Sekkat created four seasons of the investigative documentary Street Pulse. The flagship series won the 2015 Bronze Award at the New York Film Festival for its series on Cemetery Residents and was awarded the 2014 CINE Special Jury Award and the 2013 CINE Golden Eagle Award for its exclusive one hour documentary on El Minya quarry labor workers. The hit show was nominated in 2013 by the AIB International Media Excellence Awards for best documentary series.

In 2014 – 2015, Sekkat created and produced 2 seasons of Our Neighborhood – an 8 part docu-series on life inside Cairo's neighborhoods.

In 2016, Sekkat was executive producer and creator of a 3 part hard-hitting documentary series on violent extremism entitled Invisible Enemy, filmed in Morocco.

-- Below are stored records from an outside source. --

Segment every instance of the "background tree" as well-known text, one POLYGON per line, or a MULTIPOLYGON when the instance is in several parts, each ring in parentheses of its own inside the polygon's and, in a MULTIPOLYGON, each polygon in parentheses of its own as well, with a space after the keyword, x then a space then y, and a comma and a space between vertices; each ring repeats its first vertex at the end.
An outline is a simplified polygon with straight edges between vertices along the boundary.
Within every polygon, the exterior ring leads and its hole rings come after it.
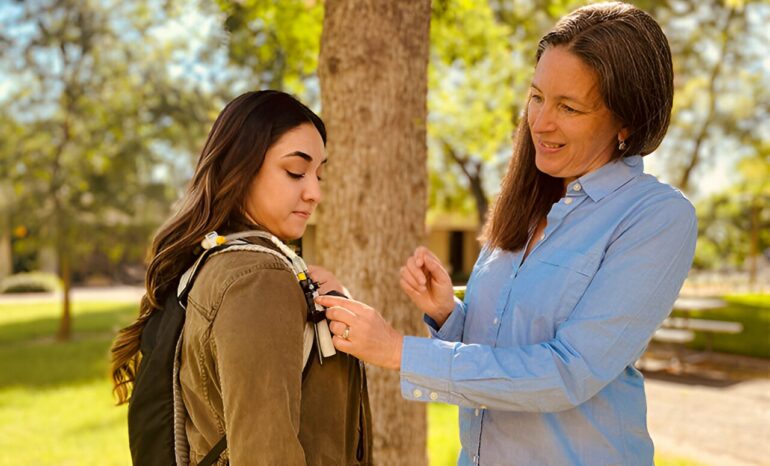
MULTIPOLYGON (((319 261, 399 330, 422 331, 398 270, 424 237, 428 0, 326 2, 319 76, 329 130, 319 261)), ((377 464, 426 464, 425 406, 370 367, 377 464)))
POLYGON ((5 105, 18 131, 0 155, 12 160, 11 215, 56 251, 66 339, 73 263, 99 249, 139 259, 176 194, 169 154, 200 140, 210 112, 168 74, 173 45, 153 36, 164 10, 39 0, 4 13, 2 71, 15 78, 5 105))

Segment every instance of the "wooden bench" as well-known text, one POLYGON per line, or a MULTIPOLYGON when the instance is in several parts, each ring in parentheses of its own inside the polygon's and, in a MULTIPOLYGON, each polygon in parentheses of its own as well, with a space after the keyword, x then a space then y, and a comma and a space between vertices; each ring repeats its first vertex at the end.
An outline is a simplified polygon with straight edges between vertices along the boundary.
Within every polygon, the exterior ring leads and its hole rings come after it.
MULTIPOLYGON (((653 339, 658 341, 665 340, 666 338, 665 332, 660 337, 658 335, 658 332, 662 330, 663 331, 685 331, 690 333, 701 332, 706 338, 706 352, 711 353, 711 350, 713 347, 712 342, 713 342, 714 334, 726 333, 726 334, 735 335, 743 331, 743 325, 740 322, 730 322, 725 320, 692 319, 690 317, 669 317, 663 321, 663 324, 661 325, 660 329, 658 329, 658 331, 655 332, 655 336, 653 336, 653 339)), ((694 338, 694 334, 693 334, 693 338, 694 338)), ((692 341, 692 338, 690 338, 687 341, 683 341, 682 343, 689 343, 690 341, 692 341)))

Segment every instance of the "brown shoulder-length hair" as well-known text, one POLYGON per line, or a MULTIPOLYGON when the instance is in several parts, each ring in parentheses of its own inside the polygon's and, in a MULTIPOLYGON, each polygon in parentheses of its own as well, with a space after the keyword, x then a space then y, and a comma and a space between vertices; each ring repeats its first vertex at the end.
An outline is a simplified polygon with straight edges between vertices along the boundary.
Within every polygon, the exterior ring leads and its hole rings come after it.
MULTIPOLYGON (((647 155, 660 145, 671 118, 674 74, 668 40, 650 15, 620 2, 585 6, 563 17, 543 36, 536 63, 546 49, 555 46, 567 47, 596 71, 605 105, 629 128, 626 148, 616 149, 615 158, 647 155)), ((481 239, 492 247, 521 249, 563 193, 563 180, 535 166, 525 109, 500 195, 481 239)))
POLYGON ((128 401, 140 364, 142 330, 162 310, 175 280, 192 265, 203 236, 248 224, 242 206, 265 153, 282 135, 312 124, 326 143, 321 119, 289 94, 247 92, 228 103, 214 122, 178 211, 158 230, 150 250, 139 317, 112 345, 112 381, 118 404, 128 401))

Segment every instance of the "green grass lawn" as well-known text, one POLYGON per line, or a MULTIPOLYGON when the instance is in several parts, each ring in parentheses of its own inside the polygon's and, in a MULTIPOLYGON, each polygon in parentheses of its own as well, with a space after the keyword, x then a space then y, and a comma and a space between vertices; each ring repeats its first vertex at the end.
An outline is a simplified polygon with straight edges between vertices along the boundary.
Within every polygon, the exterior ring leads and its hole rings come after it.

Sekkat founded All Access Media in 2016, a production company specialized in the launch of original programming across TV, OTT, digital, and social platforms.

== Television broadcasting ==
In 2024, Sekkat was executive producer of Taco Bell's live broadcast "Live Mas Live event". The 60-minute event featured Taco Bell CEO Sean Tresvant, CMO Taylor Montgomery, and celebrity artist Armani White. The show was nominated for 2024 best event activation by the Webby Awards

Sekkat served as the executive producer of the event presented by Bud Light called "World's Largest Tailgate". YouTube stars "the Merrell Twins" hosted the 90-minute format and celebrated the Super Bowl defending champion Kansas City Chiefs. The show was nominated for "The PGA Innovation Award" for the 35th Annual Producers Guild Awards.

In 2023, Sekkat led the launch and rebranding of a 24/7 financial news OTT network Charles Schwab Network broadcasting from its studios in Chicago and the New York Stock Exchange.

Sekkat recently rebranded and re-launched The Hill TV's flagship show "Rising," hosted by Robby Soave and Briahna Joy Gray.

In 2018, Sekkat helped create and launch the first financial Over-The-Top (OTT) network of its kind, TD Ameritrade Network. As executive producer, Sekkat led the network's launch of 8 hours of original programming.

His most notable experience includes his special coverage of President Obama's visit to Cairo in 2009 and the 2012 U.S. elections.